Haward sat down upon a keg of powder, crossed his knees, and, with his

chin upon his hand, looked from between the curled lengths of his periwig

at the figure opposite. "I am glad to find that in Virginia, at least,

there is honesty," he said dryly. "I will try to remember the cost of the

cup and the wine against the expiry of your indenture. In the mean time, I

am curious to know why you are angry with me whom you have never seen

before to-day."

With the dashing of the wine to earth the other's passion had apparently

spent itself. The red slowly left his face, and he leaned at ease against

the cask, drumming upon its head with his fingers.
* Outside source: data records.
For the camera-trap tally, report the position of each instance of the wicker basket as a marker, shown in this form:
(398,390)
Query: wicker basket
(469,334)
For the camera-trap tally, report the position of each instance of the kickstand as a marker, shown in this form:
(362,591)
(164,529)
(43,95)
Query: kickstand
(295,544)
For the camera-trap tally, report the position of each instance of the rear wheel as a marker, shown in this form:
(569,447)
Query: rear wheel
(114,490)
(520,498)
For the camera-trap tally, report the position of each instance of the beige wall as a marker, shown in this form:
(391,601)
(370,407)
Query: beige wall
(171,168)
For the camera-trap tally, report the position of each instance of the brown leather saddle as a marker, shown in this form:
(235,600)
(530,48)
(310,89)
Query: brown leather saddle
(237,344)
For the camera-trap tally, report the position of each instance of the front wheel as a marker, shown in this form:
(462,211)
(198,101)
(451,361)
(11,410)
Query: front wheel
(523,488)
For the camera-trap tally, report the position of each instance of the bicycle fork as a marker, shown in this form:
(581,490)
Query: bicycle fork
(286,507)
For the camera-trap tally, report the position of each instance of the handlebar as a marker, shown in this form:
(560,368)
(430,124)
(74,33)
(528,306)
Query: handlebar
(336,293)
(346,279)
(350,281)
The sunlight, shrinking

from floor and wall, had left but a single line of gold. In the half light

strange and sombre shapes possessed the room; through the stillness,

beneath the sound of the tattoo upon the cask head, the river made itself

heard.

"For ten years and more you have been my--master," said the storekeeper.

"It is a word for which I have an invincible distaste. It is not

well--having neither love nor friendship to put in its place--to let

hatred die. When I came first to this slavery, I hated all Campbells, all

Whigs, Forster that betrayed us at Preston, and Ewin Mor Mackinnon. But

the years have come and the years have gone, and I am older than I was at

twenty-five. The Campbells I can never reach: they walk secure, overseas,

through Lorn and Argyle, couching in the tall heather above Etive,

tracking the red deer in the Forest of Dalness. Forster is dead. Ewin

Mackinnon is dead, I know; for five years ago come Martinmas night I saw

his perjured soul on its way to hell. All the world is turning Whig. A man

may hate the world, it is true, but he needs a single foe."

"And in that capacity you have adopted me?" demanded Haward.

MacLean let his gaze travel over the man opposite him, from the looped hat

and the face between the waves of hair to the gilt spurs upon the great

boots; then turned his eyes upon his own hand and coarsely clad arm

stretched across the cask. "I, too, am a gentleman, the brother of a

chieftain," he declared. "I am not without schooling. I have seen

something of life, and of countries more polite than the land where I was

born, though not so dear. I have been free, and have loved my freedom. Do

you find it so strange that I should hate you?"

There was a silence; then, "Upon my soul, I do not know that I do," said

Haward slowly. "And yet, until this day I did not know of your existence."